In a data development project of E-MapReduce (EMR), you can define a group of dependent jobs, and create a workflow to allow the jobs to run in sequence based on their dependencies. An EMR workflow can be represented as a directed acyclic graph (DAG) that allows big data jobs to run in parallel. You can schedule workflows or view the status of workflows in the EMR console.

Background information

Prerequisites

  • A project is created. For more information, see Manage projects.
  • Jobs are edited.

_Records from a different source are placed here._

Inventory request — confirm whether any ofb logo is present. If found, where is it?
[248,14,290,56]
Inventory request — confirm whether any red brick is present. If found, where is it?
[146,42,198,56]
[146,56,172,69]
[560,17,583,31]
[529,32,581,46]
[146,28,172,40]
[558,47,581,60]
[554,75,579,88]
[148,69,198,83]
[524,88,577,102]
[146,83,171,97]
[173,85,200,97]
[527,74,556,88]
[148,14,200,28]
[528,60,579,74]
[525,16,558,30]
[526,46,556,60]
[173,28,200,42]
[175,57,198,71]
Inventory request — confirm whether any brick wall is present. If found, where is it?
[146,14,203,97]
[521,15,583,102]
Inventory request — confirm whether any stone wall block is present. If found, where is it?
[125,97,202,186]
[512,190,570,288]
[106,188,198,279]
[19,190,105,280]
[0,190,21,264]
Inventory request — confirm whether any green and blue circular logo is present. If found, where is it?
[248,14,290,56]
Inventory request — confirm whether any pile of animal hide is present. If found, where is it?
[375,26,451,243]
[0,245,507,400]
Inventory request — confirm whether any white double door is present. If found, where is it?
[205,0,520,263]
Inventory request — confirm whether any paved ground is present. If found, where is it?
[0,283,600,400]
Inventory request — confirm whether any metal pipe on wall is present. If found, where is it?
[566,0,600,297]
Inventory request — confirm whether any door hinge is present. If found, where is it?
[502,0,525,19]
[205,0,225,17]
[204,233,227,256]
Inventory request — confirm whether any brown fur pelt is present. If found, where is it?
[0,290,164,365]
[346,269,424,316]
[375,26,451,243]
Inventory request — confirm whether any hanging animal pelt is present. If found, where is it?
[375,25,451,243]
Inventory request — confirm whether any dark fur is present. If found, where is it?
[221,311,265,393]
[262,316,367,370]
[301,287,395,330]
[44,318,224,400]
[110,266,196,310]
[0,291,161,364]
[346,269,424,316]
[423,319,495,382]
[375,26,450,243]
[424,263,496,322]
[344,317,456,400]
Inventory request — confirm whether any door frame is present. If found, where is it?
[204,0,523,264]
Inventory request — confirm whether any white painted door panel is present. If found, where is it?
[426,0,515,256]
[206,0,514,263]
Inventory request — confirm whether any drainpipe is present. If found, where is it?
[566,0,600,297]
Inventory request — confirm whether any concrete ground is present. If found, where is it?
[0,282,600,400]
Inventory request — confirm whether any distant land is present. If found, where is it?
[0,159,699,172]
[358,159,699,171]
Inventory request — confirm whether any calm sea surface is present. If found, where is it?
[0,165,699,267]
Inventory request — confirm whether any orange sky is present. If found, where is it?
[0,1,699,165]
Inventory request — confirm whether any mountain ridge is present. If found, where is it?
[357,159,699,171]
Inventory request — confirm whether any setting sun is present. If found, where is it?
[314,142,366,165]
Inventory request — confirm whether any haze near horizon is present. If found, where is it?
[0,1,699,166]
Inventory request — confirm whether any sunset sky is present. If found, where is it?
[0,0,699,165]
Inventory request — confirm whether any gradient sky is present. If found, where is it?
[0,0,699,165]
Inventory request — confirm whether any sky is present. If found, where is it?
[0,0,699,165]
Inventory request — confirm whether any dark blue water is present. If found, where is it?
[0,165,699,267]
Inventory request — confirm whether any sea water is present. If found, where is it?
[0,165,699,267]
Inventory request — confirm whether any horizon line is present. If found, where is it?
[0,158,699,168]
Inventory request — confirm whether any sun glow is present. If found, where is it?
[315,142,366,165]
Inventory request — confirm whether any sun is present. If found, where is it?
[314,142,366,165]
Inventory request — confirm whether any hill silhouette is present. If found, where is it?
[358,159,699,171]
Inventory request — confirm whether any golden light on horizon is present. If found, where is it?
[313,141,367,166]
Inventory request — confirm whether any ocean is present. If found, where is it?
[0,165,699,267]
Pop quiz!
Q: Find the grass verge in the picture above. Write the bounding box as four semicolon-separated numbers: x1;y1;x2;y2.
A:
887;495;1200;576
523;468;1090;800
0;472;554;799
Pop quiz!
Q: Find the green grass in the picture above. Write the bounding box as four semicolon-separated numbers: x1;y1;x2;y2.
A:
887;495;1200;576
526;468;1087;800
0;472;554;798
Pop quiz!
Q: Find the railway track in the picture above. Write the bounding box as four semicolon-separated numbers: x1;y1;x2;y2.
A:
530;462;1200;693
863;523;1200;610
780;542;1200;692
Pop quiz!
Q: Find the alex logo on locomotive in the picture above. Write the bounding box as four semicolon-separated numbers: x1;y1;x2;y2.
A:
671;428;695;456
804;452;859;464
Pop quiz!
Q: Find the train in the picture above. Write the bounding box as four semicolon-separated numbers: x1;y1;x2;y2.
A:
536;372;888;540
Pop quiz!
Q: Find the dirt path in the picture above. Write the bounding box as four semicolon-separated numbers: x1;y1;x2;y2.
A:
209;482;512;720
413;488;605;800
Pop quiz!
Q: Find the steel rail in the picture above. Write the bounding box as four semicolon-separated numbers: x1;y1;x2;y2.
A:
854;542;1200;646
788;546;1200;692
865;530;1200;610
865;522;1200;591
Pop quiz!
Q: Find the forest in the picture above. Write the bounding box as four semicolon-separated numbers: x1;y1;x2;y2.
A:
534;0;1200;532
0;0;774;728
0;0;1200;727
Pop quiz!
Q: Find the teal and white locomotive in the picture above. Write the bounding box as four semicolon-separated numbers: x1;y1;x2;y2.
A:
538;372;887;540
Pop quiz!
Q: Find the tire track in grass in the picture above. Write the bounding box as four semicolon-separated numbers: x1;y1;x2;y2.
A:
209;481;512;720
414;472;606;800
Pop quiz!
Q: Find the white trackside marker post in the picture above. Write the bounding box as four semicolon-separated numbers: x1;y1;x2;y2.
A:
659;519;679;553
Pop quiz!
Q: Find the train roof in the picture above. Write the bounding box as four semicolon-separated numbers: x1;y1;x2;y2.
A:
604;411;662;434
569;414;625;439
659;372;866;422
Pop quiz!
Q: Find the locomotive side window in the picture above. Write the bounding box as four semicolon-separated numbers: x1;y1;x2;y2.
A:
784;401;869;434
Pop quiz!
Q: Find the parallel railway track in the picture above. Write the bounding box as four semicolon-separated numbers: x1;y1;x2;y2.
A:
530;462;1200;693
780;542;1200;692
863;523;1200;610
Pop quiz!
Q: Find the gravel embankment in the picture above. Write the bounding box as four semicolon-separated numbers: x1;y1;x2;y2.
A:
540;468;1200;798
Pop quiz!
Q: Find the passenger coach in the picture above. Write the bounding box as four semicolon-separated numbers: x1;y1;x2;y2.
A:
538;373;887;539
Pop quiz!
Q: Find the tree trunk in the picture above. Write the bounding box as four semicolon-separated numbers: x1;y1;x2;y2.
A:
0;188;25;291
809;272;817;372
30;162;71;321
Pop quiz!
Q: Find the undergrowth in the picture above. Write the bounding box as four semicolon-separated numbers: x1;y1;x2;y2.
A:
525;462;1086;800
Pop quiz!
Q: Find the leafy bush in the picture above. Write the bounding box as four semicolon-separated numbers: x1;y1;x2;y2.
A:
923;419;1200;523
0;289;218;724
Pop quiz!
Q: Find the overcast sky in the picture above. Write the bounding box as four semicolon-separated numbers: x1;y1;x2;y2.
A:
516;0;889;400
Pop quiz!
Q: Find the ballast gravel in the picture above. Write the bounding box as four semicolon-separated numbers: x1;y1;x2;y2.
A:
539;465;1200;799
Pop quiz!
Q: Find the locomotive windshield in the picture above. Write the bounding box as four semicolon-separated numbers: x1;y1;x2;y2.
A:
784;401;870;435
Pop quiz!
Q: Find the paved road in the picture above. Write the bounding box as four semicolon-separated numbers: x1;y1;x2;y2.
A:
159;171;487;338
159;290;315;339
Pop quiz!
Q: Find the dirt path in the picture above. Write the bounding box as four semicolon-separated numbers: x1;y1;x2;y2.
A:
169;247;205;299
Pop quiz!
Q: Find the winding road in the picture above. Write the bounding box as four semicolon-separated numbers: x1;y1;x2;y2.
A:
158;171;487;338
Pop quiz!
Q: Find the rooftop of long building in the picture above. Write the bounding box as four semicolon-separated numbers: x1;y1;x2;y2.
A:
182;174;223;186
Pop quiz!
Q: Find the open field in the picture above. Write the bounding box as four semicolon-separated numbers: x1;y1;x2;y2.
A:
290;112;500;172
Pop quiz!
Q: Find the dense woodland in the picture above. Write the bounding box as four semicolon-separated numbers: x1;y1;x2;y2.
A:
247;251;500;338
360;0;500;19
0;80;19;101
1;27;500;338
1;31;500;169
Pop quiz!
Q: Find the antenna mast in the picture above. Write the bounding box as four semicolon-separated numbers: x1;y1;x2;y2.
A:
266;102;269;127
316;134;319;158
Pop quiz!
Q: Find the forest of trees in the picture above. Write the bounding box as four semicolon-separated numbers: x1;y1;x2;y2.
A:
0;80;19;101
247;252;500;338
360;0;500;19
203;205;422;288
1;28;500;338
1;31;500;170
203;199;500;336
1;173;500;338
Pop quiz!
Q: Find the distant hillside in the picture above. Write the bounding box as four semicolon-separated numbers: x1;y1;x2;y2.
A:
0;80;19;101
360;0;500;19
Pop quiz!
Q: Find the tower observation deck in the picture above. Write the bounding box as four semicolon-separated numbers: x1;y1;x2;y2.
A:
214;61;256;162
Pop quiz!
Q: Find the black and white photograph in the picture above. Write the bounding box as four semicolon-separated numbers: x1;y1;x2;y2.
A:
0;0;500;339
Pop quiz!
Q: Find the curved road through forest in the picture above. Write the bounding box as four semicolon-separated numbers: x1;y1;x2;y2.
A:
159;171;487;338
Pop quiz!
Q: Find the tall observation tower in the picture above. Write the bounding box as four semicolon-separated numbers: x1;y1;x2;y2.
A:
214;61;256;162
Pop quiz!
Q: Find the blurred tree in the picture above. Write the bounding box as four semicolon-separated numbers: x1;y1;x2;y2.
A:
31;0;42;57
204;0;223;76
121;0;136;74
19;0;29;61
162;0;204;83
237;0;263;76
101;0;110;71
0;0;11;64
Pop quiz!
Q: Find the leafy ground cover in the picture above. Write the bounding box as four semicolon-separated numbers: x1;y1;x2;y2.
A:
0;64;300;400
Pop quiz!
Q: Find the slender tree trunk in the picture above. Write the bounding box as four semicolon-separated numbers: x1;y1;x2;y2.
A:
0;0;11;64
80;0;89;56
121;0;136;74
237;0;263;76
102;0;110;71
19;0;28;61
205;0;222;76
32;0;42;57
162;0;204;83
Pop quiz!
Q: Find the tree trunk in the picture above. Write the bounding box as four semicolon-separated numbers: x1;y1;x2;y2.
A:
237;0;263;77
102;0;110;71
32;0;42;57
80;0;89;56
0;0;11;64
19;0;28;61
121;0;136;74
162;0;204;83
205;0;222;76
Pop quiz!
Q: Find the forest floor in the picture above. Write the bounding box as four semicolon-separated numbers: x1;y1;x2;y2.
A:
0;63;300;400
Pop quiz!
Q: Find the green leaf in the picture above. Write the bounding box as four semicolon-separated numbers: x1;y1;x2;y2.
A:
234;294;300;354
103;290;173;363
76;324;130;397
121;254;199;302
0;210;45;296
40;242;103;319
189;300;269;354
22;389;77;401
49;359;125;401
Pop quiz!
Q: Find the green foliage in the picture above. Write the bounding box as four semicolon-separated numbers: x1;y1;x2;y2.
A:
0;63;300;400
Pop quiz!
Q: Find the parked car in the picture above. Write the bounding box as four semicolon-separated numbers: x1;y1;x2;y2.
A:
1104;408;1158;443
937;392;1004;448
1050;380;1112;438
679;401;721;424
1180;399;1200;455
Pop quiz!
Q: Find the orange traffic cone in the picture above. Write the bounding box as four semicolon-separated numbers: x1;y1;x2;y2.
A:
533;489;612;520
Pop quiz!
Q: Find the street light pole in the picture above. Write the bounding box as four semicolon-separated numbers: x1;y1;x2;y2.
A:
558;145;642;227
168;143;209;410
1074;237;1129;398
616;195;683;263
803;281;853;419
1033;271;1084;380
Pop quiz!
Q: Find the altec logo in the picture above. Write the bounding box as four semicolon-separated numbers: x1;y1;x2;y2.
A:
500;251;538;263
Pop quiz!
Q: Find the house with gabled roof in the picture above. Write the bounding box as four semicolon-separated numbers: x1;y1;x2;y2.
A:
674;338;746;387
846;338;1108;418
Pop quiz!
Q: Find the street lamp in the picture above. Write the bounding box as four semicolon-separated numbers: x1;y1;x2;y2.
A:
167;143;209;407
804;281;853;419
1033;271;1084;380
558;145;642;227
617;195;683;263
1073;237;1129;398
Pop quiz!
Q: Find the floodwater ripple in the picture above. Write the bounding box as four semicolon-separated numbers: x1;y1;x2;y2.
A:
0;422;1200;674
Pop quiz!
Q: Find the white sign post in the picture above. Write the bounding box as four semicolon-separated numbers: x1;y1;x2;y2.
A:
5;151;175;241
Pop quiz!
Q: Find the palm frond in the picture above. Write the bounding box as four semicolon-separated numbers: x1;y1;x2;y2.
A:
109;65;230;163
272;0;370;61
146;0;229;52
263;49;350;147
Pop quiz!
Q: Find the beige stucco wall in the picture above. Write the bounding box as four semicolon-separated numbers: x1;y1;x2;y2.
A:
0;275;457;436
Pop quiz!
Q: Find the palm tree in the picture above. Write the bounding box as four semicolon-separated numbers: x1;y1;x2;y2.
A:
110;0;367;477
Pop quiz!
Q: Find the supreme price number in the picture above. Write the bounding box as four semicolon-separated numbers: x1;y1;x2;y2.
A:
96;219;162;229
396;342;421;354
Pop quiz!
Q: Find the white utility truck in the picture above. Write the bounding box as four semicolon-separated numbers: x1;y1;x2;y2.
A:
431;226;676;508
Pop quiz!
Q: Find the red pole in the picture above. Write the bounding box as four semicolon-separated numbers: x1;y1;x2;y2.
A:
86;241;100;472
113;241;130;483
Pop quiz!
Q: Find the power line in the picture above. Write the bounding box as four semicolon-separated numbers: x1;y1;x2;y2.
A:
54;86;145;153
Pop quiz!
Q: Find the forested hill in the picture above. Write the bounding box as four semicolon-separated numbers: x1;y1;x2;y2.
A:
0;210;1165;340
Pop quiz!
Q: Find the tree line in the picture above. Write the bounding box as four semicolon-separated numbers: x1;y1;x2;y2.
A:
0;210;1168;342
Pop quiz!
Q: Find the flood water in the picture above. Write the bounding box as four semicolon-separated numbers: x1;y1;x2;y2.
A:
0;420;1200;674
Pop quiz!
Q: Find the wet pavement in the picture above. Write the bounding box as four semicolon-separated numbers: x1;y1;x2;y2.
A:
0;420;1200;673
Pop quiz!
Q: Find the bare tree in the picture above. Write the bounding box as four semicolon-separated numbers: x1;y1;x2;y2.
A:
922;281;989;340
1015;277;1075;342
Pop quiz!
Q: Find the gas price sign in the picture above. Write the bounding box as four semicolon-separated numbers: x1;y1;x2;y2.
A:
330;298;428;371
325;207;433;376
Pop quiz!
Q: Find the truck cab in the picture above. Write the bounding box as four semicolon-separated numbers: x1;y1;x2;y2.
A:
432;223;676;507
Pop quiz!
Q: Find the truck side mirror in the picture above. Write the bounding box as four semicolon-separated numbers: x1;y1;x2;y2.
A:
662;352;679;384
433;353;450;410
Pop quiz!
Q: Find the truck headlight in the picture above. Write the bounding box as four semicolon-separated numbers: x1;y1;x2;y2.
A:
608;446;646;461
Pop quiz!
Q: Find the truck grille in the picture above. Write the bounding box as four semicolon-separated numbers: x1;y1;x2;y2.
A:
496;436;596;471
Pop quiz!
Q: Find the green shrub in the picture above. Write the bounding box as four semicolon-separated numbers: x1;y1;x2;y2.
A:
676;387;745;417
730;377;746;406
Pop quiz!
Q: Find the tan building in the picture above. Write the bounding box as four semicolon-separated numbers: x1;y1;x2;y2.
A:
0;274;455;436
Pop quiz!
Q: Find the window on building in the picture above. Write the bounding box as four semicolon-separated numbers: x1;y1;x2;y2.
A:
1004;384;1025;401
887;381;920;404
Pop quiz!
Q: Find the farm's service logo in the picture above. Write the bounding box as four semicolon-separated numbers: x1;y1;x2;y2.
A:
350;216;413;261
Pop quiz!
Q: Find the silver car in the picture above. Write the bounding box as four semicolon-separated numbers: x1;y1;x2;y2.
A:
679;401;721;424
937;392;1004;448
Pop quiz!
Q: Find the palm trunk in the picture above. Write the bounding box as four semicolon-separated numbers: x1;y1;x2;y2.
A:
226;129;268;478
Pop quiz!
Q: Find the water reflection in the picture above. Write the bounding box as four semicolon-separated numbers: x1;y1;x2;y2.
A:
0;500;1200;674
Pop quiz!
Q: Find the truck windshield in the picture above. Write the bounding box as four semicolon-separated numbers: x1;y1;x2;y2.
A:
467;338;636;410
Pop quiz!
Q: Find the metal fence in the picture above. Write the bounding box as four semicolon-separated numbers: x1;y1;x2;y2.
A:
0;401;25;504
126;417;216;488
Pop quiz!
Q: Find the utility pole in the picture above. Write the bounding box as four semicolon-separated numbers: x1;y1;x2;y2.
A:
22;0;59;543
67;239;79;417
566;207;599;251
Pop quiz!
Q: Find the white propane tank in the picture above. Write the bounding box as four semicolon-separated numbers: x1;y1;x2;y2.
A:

For more information, see Edit jobs.

Create a workflow

Perform the following steps to create a workflow:

  1. Go to the Data Platform tab.
    1. Log on to the Alibaba Cloud EMR console by using your Alibaba Cloud account.
    2. In the top navigation bar, select the region where your cluster resides and select a resource group based on your business requirements.
    3. Click the Data Platform tab.
  2. In the Projects section of the page that appears, find your project and click Workflows in the Actions column.
  3. Create a workflow.
    1. In the Workflows pane on the left side of the page that appears, right-click the folder on which you want to perform operations and select Create Workflow.
    2. In the Create Workflow dialog box, specify Workflow Name, Description, Select Resource Group, and Target Cluster.
      Valid values of the Target Cluster parameter:
      • Select Existing Cluster: When the workflow is executed, the jobs run on the cluster that you selected.
      • Create Cluster from Template: When the workflow is executed, the jobs run on a temporary cluster that is created by using the cluster template you selected. When the workflow ends, the cluster is automatically released. For more information, see Create a cluster template.
        Note Only the clusters that are associated with the project are displayed in the Select Existing Cluster drop-down list. Before you can select a different cluster, you must disassociate the existing clusters from the project. For more information, see Manage projects.
    3. Click OK.
      After the workflow is created, you can edit and configure the workflow.

Edit a workflow

  1. Drag different types of job nodes to the canvas for editing a workflow.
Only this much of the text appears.